Essa noite sonhei que usava uma camisa de força mal lavada e era prisioneira de um manicômio de pobre. Eu e meu medo de ficar pobre e de ficar suja e de ficar louca e de ficar presa. E entendi tudo.
E então um homem com cara de sábio veio com uma injeção azul clara e eu sentia dor, muita dor, tanta dor. E ele disse: deixa. Deixa que passa tudo. Deixa eu te dar a injeção que passa tudo. E eu perguntei se toda essa angustia e esse medo de vomitar até morrer, até secar, até assustar, iam passar. E eu perguntei se eu nunca mais morreria de amor como de fato já não morro há anos e está maravilhoso assim.
E eu perguntei se nunca mais eu teria que ir pra onde não quero e morar onde não quero e ficar perto de gente que não quero e trabalhar pra gente que não quero. Porque não querer pra mim tem a força de mil mundos e mal estar pra mim tem a dor de mil mundos e não ir com a cara de alguém, pra mim, tem a ojeriza de mil vidas. E por isso eu tomo chá vendo a novela, pra ver se aquieto meu peito que já nasceu com potencial de explodir sozinho, ainda mais quando tem gente querendo apertar o botão.

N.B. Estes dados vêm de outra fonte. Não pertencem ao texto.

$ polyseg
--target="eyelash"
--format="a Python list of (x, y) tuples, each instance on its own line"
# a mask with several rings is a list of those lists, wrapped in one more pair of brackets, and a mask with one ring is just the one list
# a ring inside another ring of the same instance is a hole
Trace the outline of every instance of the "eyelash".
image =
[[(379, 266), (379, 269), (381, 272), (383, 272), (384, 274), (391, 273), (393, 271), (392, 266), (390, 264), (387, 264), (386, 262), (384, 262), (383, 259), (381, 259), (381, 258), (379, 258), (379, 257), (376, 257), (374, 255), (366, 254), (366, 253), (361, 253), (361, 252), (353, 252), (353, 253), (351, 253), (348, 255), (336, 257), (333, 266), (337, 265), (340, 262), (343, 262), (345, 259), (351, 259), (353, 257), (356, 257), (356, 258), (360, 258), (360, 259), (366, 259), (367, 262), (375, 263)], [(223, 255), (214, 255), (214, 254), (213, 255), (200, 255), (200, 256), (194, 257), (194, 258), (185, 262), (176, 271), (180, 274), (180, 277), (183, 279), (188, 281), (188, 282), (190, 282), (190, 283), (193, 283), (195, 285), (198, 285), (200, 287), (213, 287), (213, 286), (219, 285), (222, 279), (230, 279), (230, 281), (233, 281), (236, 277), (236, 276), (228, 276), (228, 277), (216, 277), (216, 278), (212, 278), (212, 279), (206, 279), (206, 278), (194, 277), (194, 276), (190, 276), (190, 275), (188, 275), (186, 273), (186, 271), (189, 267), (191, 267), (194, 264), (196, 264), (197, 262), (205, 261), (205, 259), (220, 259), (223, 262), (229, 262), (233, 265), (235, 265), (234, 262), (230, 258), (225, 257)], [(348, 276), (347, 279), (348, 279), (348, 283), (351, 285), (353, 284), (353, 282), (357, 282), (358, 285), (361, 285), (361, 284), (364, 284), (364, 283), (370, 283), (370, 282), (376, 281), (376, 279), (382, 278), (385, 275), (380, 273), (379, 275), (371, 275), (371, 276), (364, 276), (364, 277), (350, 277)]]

Eu só quero descansar, porque meu trabalho é sentir tanto tudo e ninguém entende e fica achando que não trabalho. Eu aqui, sentada, sentindo assim tão absurdamente tudo. Eu só quero descansar. Eu só quero que passe a dor na nuca, na boca do estômago, nos ombros. A dor de olhar tudo com tanta clareza como eu olho. Sabendo tudo de uma maneira tão grande que me curvo e tenho medo de não agüentar. Se ia passar essa descompensação da minha alma ser infinitamente mais que meu corpinho. E eu viver torta e descompensada.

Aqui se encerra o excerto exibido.